Lupin mine mothballed
Move only temporary Echo Bay says

by Doug Ashbury
Northern News Services

NNSL (Jan 07/98) - Lupin mine is the latest victim of low gold prices.

Echo Bay Mines Ltd. will shut down its Lupin gold mine, located 400 kilometres northeast of Yellowknife, the company revealed yesterday.

Some 497 people will be laid off -- 414 workers at the site and 83 people in the company's aviation arm.

But Echo Bay said the move is only temporary -- until gold price improves.

Gold hit $280.45 US yesterday -- an 18-year low.

The (Lupin) layoffs will "come in stages over the next two and one-half months," Echo Bay's manager for investor relations, Robin Lee, said Tuesday.

The decision had to be made now because the company transports a year's worth of supplies to the mine during a typical first quarter, Lee said.

Lee said the ice road will still need to be built this winter to transport supplies while the mine is in care and maintenance, she said.

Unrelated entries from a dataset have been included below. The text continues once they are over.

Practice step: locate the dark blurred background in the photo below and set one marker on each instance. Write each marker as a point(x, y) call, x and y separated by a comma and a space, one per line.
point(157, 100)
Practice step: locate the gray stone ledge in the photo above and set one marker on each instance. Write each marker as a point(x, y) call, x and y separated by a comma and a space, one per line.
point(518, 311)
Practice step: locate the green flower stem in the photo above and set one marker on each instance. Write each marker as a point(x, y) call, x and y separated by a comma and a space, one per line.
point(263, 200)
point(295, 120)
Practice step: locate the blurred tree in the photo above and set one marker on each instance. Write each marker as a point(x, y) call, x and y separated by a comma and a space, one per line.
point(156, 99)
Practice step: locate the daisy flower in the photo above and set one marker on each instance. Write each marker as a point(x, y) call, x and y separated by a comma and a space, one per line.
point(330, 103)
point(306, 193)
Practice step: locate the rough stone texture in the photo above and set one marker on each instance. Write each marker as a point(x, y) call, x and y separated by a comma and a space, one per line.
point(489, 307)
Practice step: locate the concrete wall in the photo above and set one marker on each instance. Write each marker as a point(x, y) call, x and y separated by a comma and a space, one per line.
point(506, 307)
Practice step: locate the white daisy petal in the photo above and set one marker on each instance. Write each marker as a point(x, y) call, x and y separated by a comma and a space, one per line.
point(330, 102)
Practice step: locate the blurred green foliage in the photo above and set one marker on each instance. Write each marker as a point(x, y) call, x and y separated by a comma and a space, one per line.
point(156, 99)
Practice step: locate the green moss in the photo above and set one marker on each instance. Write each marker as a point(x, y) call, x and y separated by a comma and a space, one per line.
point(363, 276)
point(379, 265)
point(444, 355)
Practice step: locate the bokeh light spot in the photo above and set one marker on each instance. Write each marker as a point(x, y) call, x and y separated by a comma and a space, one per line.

Placing Lupin in care and maintenance, which will employ 20 people, is part of Echo Bay's efforts to save up to $35 million US in 1998. Care and maintenance will cost about $3 million a year.

The company is also scaling back operations at its McCoy-Cove mine in Nevada, where about 100 jobs are affected.

In Denver, at the Echo Bay's head office, the company will cut staff to 37 people from 93.

As well, Echo Bay will slash its 1998 new-projects budget to $3 million US from $21 million and cut exploration budget to $6 million from $11 million.

The company will take a $14-million charge as part of the changes.

Lupin and McCoy-Cove are Echo Bay's highest-cost mines. Both have operated at a loss for some time, the company said.

In the first nine months of 1997, cash operating costs were $294 US and $291 per ounce of gold respectively at Lupin and McCoy-Cove. The company's Nevada and Washington mines produced gold at $205 and $217 respectively over the same period.

Over the nine months, Lupin produced 121,278 ounces of gold.

Echo Bay expects to produce 175,000 ounces of gold this year, a drop of 25 per cent compared with 1997.

The move to temporarily mothball Lupin comes less than two weeks after Miramar Mining cut 130 jobs, laying off 120 people at its Con mine.

Royal Oak spokesman Graham Eacott said Tuesday he was not aware of any layoffs at the company's Giant mine, other than the 26 people cut in November.